Military officers in Mali have detained the transitional government’s president, prime minister, and defense minister on Monday, escalating political instability just months after the previous president was deposed by a military coup. 

President Bah Ndaw, Prime Minister Moctar Ouane, and Defense Minister Souleymane Doucoure were all taken to a military base in Kati, outside Bamako, hours after two military members lost their jobs in a cabinet reshuffle, according to diplomatic and government sources. 

Their detentions came after President Ibrahim Boubacar Keita was deposed by the military in August. The development could escalate instability in the West African region, where al Qaeda and Islamic State-linked militants control large swaths of the desert north.

Political unrest and military infighting have hampered attempts by Western powers and neighbors to help the impoverished nation, leading to regional insecurity.

Bunnaj Africa gathered that the UN mission in Mali demanded the group’s “immediate and unconditional” release, stating that those holding the leaders must be held accountable for their behaviour. 

In a joint statement, ECOWAS, the United Nations, the African Union, the European Union, and other European countries said a delegation from the top international decision-making body would visit Bamako on Tuesday to help resolve the “attempted coup.” 

“The international community rejects in advance any act imposed by coercion, including forced resignations,” the group said.

After the August takeover, Ndaw and Ouane were tasked with overseeing an 18-month transition back to civilian rule, but they seem to have defied the military’s authority over a range of key positions. 

“The sacking of the pillars of the coup was an enormous misjudgement,” reveals a senior former Malian government official. “The actions are probably aimed at getting them back in their jobs.”

The military’s ultimate objective was unclear at first.
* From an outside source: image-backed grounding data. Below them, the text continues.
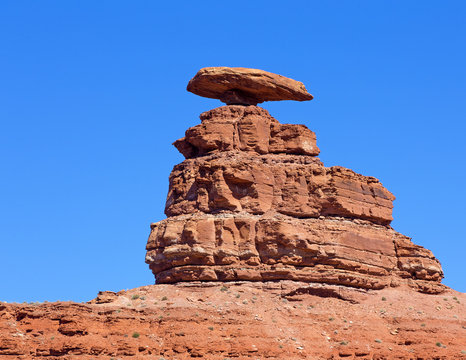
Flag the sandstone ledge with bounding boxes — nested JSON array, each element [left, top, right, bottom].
[[1, 282, 464, 359], [174, 105, 320, 158], [146, 213, 443, 293], [165, 151, 395, 225]]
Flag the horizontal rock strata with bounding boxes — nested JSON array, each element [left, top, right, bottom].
[[1, 68, 458, 360], [165, 152, 395, 225], [174, 105, 320, 158], [146, 103, 445, 294], [146, 213, 443, 293], [2, 283, 464, 359]]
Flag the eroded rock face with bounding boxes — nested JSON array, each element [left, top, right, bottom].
[[146, 213, 443, 293], [174, 106, 320, 158], [187, 67, 313, 105], [2, 283, 465, 359], [1, 69, 459, 360], [146, 102, 445, 293], [165, 152, 394, 225]]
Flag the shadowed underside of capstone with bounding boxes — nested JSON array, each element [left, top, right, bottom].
[[146, 67, 445, 294], [187, 67, 313, 105]]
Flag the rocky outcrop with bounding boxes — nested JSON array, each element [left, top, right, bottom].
[[1, 283, 465, 359], [146, 68, 445, 294], [146, 213, 443, 294], [169, 106, 393, 224], [187, 67, 313, 105], [0, 67, 461, 360], [174, 106, 319, 158], [165, 152, 394, 225]]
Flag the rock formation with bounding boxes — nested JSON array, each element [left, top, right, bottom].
[[187, 67, 313, 105], [2, 67, 464, 360], [2, 284, 465, 359], [146, 67, 444, 295]]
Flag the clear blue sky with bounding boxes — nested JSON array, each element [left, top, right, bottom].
[[1, 1, 465, 302]]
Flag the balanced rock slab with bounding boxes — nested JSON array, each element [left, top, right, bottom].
[[187, 67, 313, 105]]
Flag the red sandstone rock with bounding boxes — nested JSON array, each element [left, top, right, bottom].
[[145, 213, 443, 293], [174, 106, 320, 158], [149, 102, 445, 293], [187, 67, 313, 105], [165, 152, 394, 225], [1, 283, 464, 359], [1, 68, 459, 360]]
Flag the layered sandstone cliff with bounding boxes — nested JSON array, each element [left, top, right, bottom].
[[145, 70, 444, 295]]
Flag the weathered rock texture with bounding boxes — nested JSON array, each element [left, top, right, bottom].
[[1, 69, 463, 360], [1, 283, 465, 359], [165, 152, 394, 225], [146, 214, 443, 294], [187, 67, 313, 105], [174, 106, 319, 158], [146, 104, 445, 294]]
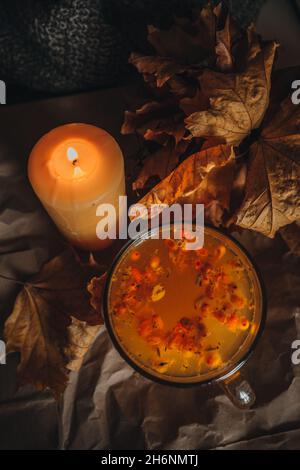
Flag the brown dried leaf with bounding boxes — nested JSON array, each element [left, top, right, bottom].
[[133, 141, 188, 191], [121, 100, 185, 145], [87, 274, 106, 315], [185, 29, 278, 145], [235, 98, 300, 237], [129, 53, 186, 88], [216, 15, 234, 72], [147, 4, 216, 65], [137, 145, 235, 225], [4, 250, 102, 397], [280, 222, 300, 257], [66, 317, 101, 372], [179, 88, 209, 116]]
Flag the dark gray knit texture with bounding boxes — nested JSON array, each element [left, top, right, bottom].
[[0, 0, 266, 93]]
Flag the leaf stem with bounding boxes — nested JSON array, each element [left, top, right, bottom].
[[0, 273, 87, 292], [0, 273, 28, 286]]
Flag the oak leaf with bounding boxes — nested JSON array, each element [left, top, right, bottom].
[[235, 98, 300, 237]]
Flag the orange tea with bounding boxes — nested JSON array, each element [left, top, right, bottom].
[[106, 226, 263, 384]]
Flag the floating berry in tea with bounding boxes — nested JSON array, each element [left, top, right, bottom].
[[108, 227, 260, 380]]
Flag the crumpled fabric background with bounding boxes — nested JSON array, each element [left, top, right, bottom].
[[59, 233, 300, 450], [0, 59, 300, 449]]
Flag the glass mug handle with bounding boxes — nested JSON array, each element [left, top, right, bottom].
[[219, 371, 256, 409]]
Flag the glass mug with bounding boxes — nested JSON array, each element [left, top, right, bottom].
[[102, 225, 266, 409]]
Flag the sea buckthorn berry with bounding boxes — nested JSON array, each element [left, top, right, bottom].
[[152, 314, 164, 330], [144, 267, 157, 283], [179, 317, 194, 331], [131, 266, 143, 283], [130, 250, 141, 262], [205, 351, 222, 369], [150, 255, 160, 270], [197, 322, 207, 337], [128, 281, 138, 292], [226, 313, 239, 332], [213, 310, 226, 324], [164, 239, 177, 251], [138, 319, 153, 338], [194, 259, 202, 270], [114, 303, 127, 316], [230, 294, 246, 309], [220, 274, 231, 285], [239, 316, 250, 331], [197, 248, 208, 257], [200, 302, 210, 316], [122, 292, 137, 306]]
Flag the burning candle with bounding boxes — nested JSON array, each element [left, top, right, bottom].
[[28, 123, 125, 250]]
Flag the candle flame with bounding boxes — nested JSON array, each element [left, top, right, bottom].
[[67, 146, 78, 163]]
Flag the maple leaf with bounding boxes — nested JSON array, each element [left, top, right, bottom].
[[179, 88, 209, 116], [87, 274, 107, 315], [132, 140, 188, 191], [185, 28, 278, 145], [235, 98, 300, 237], [147, 4, 216, 66], [121, 100, 185, 146], [137, 145, 235, 226], [65, 317, 101, 372], [129, 52, 187, 88], [280, 222, 300, 258], [4, 250, 103, 397], [215, 14, 234, 72]]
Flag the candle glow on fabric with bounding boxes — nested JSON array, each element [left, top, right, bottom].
[[28, 123, 125, 250]]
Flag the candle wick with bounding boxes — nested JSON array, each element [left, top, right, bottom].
[[67, 146, 79, 165]]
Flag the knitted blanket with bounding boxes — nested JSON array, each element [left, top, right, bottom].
[[0, 0, 266, 93]]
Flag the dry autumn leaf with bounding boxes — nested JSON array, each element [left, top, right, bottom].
[[4, 250, 103, 397], [185, 28, 278, 145], [235, 98, 300, 237], [121, 100, 185, 146], [129, 52, 187, 89], [136, 145, 235, 226], [66, 317, 102, 372], [133, 140, 189, 191], [87, 274, 107, 314], [280, 222, 300, 258], [123, 5, 299, 241], [215, 14, 234, 72], [147, 4, 216, 65]]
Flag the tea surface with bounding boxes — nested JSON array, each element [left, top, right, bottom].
[[108, 228, 258, 381]]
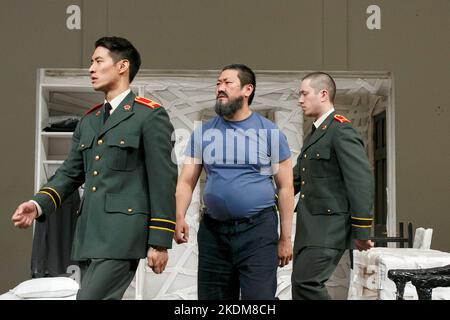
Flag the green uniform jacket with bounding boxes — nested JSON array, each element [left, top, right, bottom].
[[33, 91, 177, 260], [293, 112, 374, 251]]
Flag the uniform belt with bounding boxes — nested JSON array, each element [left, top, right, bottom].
[[203, 206, 276, 226]]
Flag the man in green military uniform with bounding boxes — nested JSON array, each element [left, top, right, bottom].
[[12, 36, 177, 299], [291, 72, 374, 300]]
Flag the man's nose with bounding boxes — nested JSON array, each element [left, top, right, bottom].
[[216, 83, 227, 92]]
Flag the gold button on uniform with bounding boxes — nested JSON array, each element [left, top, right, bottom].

This, according to a military official in Kati, was not an arrest. “What they have done is not good,” the source said, referring to the cabinet reshuffle. “We are letting them know, decisions will be made.”

Kati’s military base is infamous for overthrowing Malian rulers. President Keita was taken to Kati by the military in August and forced to resign. In 2012, a mutiny there helped to overthrow his predecessor, Amadou Toumani Toure. 

Since then, Mali has been in a state of upheaval. Following Toure’s departure, an ethnic Tuareg insurgency took control of the country’s northern two-thirds, which was then taken over by al Qaeda-linked jihadists. 

Insurgents were defeated by French forces in 2013, but they have since regrouped and continue to assault the army and civilians. They’ve spread their methods to Burkina Faso and Niger, where attacks have increased dramatically since 2017.

There seemed to be a reason to be optimistic. To restore a democratic government, the transitional government announced last month that legislative and presidential elections will be held in February 2022. 

“It is regrettable, but not surprising: the arrangement agreed to after the coup last year was not perfect, but it was a compromise agreed to by all the major Malian and international stakeholders,” said J. Peter Pham, former U.S. special envoy for the Sahel, now with the Atlantic Council, reveals.